Onde termina o extremismo religioso e começa a loucura? - Por Lúcia Müzell
A justiça francesa começou a julgar Alexandre Dhaussy, um homem de 24 anos
que esfaqueou um militar em 2013 e insiste ter agido em nome de Alá.
Mas a
defesa sustenta que o jovem não é um terrorista, mas sim tem distúrbios
mentais. Distinguir a linha tênue que separa os dois argumentos pode ser uma
missão complexa até para os especialistas.
Dhaussy foi analisado por um
colegiado de sete psiquiatras e psicólogos que não conseguiram chegar a um
consenso sobre a personalidade do acusado. Não raro, os autores de atentados
simulam loucura quando confrontados à justiça e à perspectiva de uma pena
severa. O contrário também é comum, diante da mediatização dos casos de
terrorismo, o suspeito pode se sentir tentado a evocar um atentado apenas para
atrair atenção.
O psicanalista e professor de
psicopatologia Patrick Amoyel estuda há anos essa complexa questão. Ele adverte
que o primeiro desafio é se separar dos estereótipos. “Os que são mais
perturbados da cabeça não são necessariamente os mais perigosos. Há pessoas
muito equilibradas e que acabam colocando uma bomba no metrô ou em um cinema”,
disse.
O especialista destaca que, mesmo
entre aqueles que se radicalizam na religião, há inúmeros perfis distintos. Os
que se aproximam da rede terrorista Al Qaeda, por exemplo, são mais doutrinados
no islamismo fundamentalista, enquanto que os que são atraídos pelo grupo
Estado Islâmico tendem a buscar um sentido para a vida.
“Temos todo o tipo de origem
sociológica, de pobres a ricos. Há pessoas de famílias normais e de famílias
desestruturadas, e a estrutura psíquica pode ser de psicóticos, perversos ou de
neuróticos normais. Mas no caso específico do Estado Islâmico, há mais jovens
desencantados, desamparados pela família”, explica o professor.
“Com frequência, eles não tiveram
a presença do pai. Eles estão em busca de alguma coisa que lhes estruture um
pouco, de um reconhecimento. Já os terroristas da Al Qaeda têm em comum o fato
de terem uma educação religiosa muito rígida, algo que não necessariamente se
verifica nos que seguem o Estado Islâmico”.

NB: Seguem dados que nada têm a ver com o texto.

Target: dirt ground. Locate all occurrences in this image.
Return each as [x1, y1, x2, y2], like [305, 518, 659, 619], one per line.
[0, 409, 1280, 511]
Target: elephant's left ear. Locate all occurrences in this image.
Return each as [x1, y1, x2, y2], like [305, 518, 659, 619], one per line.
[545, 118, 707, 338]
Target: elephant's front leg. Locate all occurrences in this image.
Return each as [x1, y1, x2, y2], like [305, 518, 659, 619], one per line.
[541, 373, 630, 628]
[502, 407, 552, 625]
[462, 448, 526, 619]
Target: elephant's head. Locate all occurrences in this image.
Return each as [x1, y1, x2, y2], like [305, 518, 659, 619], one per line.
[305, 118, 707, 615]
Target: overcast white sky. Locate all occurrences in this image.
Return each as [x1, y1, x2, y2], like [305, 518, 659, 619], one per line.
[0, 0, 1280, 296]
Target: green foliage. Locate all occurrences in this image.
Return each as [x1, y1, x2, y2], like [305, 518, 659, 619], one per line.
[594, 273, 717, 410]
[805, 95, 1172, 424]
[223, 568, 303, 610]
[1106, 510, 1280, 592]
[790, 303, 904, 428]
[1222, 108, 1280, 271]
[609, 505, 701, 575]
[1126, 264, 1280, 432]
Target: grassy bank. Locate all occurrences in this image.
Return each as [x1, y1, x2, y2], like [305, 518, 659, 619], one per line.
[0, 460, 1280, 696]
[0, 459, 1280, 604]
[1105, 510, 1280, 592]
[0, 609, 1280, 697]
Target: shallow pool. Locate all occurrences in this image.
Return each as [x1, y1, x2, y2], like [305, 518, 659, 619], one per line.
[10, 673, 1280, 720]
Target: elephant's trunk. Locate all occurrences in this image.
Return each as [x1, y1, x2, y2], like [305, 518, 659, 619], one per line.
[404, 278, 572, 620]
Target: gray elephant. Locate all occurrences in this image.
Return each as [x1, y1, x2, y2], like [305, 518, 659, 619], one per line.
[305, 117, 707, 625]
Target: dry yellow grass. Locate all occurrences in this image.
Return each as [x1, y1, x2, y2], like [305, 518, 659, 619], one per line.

O jihadismo, ideologia religiosa
radical que surgiu há mais de 1.300 anos, esteve por séculos adormecido até ser
resgatado por Osama Bin Laden e a Al Qaeda. Ao pregar a glorificação da morte e
da violência e prometer o paraíso aos mártires, faz com que, para muitos
jovens, a vida não tenha mais valor.
“É um sistema mental quase
psicótico. Eles se motivam por um paraíso totalmente delirante, com 72 virgens,
rios de vinho etc. Há um culto à morte e uma série de coisas que se agregam à
personalidade psicótica”, afirma. “Ou seja: mexe em coisas que, em geral, o ser
humano normal consegue deixar de lado na sua vida”.
O psicanalista observa que, ao
contrário dos clichês, os candidatos ao jihad não são pessoas mais propensas ao
crime do que outras. Se eles decidem se unir aos terroristas, é porque
encontram no discurso radical um conforto para as suas angústias internas. Para
outros, é a imersão profunda na religião que é determinante.
Amoyel ressalta que os adolescentes são as presas perfeitas para o ideal jihadista. Não à toa, são os jovens que engrossam as fileiras do grupo Estado Islâmico na Síria e no Iraque.
Amoyel ressalta que os adolescentes são as presas perfeitas para o ideal jihadista. Não à toa, são os jovens que engrossam as fileiras do grupo Estado Islâmico na Síria e no Iraque.
“O adolescente é alguém
'radicalizável'. Que seja pela extrema-esquerda, a extrema-direita ou pela
religião, há um radicalismo latente nos jovens de 15 a 30 anos. O jihadismo é
um discurso que vem trazer sentido à vida, na medida em que a vida não tem
nenhum sentido, afinal a verdadeira vida começa após a morte”, analisa.
A decisão final da justiça
francesa sobre o caso de Dhaussy vai sair em Novembro. O Ministério Público
pediu que ele seja internado em uma instituição psiquiátrica.